Jens Finkhäuser <jens@unwesen.de> writes:
Hi!
I've come across something that puzzles me. I've got code that, condensed to relevant parts, looks like this:
recursive_mutex m; lock_guard<recursive_mutex> l1(m); lock_guard<recursive_mutex> l2(m, adopt_lock_t());
That is an error. adopt_lock_t means that l2 takes ownership of the already-locked mutex (i.e. doesn't lock it again), but it doesn't force l1 to relinquish ownership, so both l2 and l1 think they own the one and only lock. When l2 is destroyed it will unlock the mutex, and then when l1 is destroyed it will unlock the mutex AGAIN, which is undefined behaviour because it doesn't own the mutex at this point.
What happens is that if -DNDEBUG is set, the code passes. But if -DDEBUG is set, l1's destructor aborts. Further investigation shows that the destructor calls the mutexe's unlock() function (as expected), which in turn tries to unlock it's internal mutex object - in my case a pthread mutex.
That makes sense: in debug mode the unlock function detects the error.
As I understand the documentation, my code is perfectly valid.
Unfortunately you are wrong.
It may not make a large amount of sense to use adopt_lock_t as the nature of recursive_mutex should be to not block in l2's constructor - but that's a different matter.
That is true.
Now according to the documentation, lock_guard expects a Lockable, recursive_mutex is a Lockable, and Lockable's unlock() specifies very clearly what sort of conditions need to be met for the function to work:
Precondition: The current thread owns *this. Effects: Releases ownership by the current thread. Postcondition: The current thread no longer owns *this. Throws: Nothing
So there you have it, in my case the current thread does not own *this after l2's destructor ran - in fact, no thread does.
Yes.

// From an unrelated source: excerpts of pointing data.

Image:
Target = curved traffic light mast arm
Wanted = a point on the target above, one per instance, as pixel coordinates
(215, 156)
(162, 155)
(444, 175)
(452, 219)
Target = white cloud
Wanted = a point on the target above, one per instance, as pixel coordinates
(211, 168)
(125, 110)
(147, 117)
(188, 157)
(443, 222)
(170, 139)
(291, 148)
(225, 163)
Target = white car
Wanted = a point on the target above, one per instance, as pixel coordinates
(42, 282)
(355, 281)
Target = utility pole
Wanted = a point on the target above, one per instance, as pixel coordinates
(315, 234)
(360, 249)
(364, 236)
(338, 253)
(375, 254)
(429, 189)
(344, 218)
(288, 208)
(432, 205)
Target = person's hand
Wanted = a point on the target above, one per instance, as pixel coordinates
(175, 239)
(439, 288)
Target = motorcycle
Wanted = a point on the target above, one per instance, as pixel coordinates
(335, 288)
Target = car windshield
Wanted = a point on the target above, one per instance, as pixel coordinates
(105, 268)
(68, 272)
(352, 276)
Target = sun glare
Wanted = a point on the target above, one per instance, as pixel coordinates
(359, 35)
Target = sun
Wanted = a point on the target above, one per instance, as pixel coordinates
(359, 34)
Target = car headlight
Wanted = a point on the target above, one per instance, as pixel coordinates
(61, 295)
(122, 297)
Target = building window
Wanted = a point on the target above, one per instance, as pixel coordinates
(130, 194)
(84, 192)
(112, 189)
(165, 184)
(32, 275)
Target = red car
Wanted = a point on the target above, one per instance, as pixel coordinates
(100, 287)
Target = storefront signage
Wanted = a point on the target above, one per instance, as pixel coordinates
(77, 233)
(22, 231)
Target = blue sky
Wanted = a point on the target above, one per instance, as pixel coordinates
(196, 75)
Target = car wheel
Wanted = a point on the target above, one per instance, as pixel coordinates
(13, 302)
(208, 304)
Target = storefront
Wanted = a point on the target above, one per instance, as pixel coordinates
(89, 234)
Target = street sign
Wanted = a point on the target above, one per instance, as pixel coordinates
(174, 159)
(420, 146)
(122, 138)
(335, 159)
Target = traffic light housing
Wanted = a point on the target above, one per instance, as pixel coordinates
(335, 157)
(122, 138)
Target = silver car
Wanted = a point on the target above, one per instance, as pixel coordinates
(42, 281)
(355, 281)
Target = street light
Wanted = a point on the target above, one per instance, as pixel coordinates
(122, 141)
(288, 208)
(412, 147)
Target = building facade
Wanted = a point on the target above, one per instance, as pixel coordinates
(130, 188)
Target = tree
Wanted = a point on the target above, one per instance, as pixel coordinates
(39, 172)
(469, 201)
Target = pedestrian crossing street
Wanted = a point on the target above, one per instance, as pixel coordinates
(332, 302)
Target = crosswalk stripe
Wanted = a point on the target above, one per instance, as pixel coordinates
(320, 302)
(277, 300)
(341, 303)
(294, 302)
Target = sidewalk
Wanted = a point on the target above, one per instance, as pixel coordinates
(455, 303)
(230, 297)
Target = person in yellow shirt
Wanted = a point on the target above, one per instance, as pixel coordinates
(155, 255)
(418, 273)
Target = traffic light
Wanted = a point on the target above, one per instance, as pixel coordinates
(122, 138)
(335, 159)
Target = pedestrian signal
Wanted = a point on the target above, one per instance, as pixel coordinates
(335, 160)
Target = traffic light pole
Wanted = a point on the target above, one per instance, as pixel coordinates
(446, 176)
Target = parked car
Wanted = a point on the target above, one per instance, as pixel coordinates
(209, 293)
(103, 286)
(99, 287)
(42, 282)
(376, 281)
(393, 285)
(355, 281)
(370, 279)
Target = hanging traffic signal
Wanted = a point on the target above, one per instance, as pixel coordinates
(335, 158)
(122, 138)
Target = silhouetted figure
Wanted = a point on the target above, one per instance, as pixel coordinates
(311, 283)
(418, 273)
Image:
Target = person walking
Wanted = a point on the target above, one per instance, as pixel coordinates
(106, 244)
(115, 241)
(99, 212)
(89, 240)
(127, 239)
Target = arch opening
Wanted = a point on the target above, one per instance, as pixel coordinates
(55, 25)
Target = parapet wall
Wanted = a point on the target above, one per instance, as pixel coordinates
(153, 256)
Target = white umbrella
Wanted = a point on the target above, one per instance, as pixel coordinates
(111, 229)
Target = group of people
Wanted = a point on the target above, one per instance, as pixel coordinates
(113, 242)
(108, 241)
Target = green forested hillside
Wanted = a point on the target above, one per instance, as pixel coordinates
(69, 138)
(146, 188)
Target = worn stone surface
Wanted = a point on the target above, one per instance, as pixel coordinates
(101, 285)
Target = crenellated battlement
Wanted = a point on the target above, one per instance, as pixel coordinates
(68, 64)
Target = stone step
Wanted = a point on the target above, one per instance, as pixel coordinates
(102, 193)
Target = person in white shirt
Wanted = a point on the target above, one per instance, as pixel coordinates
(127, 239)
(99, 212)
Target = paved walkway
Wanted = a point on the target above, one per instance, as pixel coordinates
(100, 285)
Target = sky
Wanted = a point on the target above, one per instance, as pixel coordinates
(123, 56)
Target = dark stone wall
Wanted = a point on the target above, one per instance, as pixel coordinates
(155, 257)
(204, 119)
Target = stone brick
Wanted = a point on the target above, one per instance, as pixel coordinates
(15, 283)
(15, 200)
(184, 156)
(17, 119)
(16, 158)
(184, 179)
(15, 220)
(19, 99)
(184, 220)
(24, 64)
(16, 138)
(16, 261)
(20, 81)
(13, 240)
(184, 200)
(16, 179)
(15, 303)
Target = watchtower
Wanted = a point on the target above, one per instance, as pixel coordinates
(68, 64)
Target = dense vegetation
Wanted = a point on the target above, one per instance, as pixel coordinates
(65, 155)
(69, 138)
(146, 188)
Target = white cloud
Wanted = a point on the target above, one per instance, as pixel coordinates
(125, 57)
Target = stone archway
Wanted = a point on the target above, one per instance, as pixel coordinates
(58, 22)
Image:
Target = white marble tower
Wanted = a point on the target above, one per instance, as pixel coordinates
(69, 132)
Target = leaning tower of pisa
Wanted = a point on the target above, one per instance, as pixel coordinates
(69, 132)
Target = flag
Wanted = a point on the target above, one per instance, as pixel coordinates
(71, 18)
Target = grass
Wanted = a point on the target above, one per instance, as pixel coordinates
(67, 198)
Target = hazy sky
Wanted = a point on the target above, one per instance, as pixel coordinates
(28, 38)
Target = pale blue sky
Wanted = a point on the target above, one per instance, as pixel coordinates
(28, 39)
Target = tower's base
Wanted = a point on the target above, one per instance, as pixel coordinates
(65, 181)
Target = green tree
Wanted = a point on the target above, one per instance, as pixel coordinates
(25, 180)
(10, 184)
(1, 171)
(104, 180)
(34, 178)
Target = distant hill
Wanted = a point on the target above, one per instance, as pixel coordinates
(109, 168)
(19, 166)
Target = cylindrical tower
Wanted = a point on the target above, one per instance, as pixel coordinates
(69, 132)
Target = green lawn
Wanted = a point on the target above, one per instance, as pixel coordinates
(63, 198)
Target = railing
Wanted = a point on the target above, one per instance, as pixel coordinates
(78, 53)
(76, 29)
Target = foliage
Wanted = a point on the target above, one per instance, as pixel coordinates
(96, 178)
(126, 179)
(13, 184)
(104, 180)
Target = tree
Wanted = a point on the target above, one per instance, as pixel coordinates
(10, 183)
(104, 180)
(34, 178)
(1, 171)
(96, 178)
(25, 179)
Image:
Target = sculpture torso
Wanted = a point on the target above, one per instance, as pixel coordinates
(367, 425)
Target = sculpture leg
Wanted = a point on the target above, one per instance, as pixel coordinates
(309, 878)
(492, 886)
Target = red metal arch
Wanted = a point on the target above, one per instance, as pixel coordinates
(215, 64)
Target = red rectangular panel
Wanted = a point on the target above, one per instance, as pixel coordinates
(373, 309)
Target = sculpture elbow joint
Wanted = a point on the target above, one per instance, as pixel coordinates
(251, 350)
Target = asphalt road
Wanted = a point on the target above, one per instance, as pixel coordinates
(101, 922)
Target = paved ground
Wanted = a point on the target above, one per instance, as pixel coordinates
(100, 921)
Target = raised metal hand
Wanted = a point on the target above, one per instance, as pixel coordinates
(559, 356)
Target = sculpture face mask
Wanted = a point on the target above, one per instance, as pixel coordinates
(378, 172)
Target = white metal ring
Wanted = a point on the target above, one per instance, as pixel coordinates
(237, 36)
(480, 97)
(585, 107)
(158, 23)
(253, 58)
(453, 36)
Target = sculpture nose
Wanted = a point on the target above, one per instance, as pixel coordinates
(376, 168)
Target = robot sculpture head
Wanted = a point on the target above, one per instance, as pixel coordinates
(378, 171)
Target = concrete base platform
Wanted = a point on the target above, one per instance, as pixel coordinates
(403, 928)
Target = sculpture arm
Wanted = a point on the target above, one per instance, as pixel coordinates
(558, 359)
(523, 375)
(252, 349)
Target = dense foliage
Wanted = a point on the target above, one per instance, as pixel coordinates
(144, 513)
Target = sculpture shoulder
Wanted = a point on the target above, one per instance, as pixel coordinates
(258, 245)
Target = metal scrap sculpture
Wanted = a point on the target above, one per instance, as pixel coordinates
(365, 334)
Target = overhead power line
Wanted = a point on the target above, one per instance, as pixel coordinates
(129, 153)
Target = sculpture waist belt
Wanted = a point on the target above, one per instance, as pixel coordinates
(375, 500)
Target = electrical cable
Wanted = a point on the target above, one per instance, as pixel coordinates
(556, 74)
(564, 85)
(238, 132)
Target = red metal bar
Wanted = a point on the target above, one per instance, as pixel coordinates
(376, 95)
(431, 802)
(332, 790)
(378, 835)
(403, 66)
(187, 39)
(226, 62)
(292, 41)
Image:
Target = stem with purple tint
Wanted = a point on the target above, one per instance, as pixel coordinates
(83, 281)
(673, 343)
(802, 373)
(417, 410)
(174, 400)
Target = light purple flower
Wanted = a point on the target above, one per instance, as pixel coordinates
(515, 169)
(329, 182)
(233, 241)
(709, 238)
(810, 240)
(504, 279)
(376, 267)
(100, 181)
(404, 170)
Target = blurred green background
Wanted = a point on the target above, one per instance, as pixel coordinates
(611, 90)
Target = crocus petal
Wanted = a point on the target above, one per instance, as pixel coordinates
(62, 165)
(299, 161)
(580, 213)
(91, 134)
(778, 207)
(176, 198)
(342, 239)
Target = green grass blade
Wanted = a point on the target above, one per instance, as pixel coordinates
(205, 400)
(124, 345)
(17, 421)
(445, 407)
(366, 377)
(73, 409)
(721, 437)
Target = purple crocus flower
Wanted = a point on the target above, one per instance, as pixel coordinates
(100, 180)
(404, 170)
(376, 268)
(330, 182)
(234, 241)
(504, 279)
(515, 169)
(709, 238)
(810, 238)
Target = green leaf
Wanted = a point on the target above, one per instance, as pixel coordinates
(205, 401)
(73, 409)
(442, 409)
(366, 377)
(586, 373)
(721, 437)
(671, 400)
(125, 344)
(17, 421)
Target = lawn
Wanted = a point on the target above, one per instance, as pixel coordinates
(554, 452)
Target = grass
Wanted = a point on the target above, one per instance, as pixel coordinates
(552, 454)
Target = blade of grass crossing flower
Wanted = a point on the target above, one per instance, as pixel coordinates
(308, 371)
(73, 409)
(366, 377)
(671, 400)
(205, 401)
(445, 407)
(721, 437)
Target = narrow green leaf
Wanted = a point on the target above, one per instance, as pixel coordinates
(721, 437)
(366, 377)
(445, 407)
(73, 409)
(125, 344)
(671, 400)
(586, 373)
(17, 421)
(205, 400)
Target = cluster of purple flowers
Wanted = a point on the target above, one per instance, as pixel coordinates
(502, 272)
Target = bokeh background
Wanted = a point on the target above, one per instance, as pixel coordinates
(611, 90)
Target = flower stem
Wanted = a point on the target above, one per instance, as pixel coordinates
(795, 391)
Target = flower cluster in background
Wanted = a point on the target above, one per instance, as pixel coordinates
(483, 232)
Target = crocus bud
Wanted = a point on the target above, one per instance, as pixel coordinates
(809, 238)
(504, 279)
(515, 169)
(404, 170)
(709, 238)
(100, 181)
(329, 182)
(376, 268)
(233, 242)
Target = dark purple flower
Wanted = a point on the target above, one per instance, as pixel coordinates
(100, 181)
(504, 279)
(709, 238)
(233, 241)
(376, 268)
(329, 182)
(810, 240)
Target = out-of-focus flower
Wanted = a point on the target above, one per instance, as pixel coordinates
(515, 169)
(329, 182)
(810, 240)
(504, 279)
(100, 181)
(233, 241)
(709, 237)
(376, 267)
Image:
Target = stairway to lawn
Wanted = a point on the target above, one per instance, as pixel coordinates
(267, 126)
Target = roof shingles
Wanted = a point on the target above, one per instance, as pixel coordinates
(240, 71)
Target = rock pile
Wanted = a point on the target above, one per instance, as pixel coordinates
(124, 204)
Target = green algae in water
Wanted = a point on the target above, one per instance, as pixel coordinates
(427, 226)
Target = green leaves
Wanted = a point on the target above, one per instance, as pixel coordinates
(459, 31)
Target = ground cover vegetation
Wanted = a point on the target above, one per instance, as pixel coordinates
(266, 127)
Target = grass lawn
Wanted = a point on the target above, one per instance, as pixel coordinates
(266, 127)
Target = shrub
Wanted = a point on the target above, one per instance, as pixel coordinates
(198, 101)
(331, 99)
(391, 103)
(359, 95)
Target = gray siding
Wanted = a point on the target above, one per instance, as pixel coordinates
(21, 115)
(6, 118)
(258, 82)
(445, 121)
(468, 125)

The problem is that l1's destructor then *also* calls unlock.
Now there are a two inconsistencies here:
1. The code works fine with other Lockable implementations, such as non-recursive boost mutexes.
That's just a fluke of undefined behaviour: sometimes it works how you thought it would.
2. The behaviour is different depending on compilation mode. Yes, that's the idea behind asserts, but parts of the documentation suggest one behaviour is to be expected, other parts suggest the other is.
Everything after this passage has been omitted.